View "Bricklayers of Western PA v. Scott's" on Justia Law
Posted in:
Construction Law, Labor & Employment Law
Patton v. Worthington Associates
In this case, the trial and intermediate courts determined that a general contractor was not a statutory employer relative to an employee of its subcontractor. The issue before the Supreme Court centered on the tension between such rulings and the Supreme Court’s longstanding jurisprudence that conventional subcontract scenarios serve as paradigm instances in which the statutory-employment concept applies. Appellant Worthington Associates, Inc., was hired as the general contractor
for an addition to a Levittown church. Worthington, in turn, entered into a standard-form subcontract with Patton Construction, Inc., of which Appellee Earl Patton was the sole shareholder and an employee, to perform carpentry. While working at the construction site, Mr. Patton fell and sustained injuries to his back. Subsequently, the Pattons commenced a civil action against Worthington contending that the company failed to maintain safe conditions at the jobsite. Worthington moved for summary judgment on the basis that it was Mr. Patton’s statutory employer and, accordingly, was immune from suit.
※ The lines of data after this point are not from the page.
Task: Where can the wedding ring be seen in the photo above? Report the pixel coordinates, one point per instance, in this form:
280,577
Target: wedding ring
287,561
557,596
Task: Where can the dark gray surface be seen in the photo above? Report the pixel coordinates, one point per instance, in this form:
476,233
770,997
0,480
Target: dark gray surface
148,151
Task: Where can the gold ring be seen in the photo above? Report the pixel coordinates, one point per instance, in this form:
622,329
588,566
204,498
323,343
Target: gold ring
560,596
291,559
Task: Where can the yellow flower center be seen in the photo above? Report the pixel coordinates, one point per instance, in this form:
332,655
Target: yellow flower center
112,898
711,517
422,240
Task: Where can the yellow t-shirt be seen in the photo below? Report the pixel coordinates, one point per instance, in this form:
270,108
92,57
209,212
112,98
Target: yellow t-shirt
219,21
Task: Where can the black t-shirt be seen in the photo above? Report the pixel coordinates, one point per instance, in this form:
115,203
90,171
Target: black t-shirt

After the motion was denied, trial proceeded during which Worthington reasserted its claim to immunity in unsuccessful motions for a nonsuit and a directed verdict. "Having set up an errant dichotomy for the jurors, the [trial] court proceeded to instruct them concerning the differences between independent contractors and employees at common law. In doing so, the trial court compounded the underlying conceptual difficulties it had engendered, because [the Supreme] Court has long held that, for the salient purposes under Sections 203 and 302(b) of the WCA, the term 'independent contractor' carries a narrower meaning than it does at common law." The jury returned a verdict in favor of the Pattons in the amount of $1.5 million in the aggregate. Post-trial motions were denied, and Worthington appealed. A Superior Court panel affirmed. The Supreme Court reversed, finding that Mr. Patton’s relationship with the owner here was undeniably a derivative one, arising per a conventional subcontract with a general contractor (Worthington). "[U]nder longstanding precedent, neither Patton Construction, Inc., nor Mr. Patton was an 'independent contractor' relative to Worthington."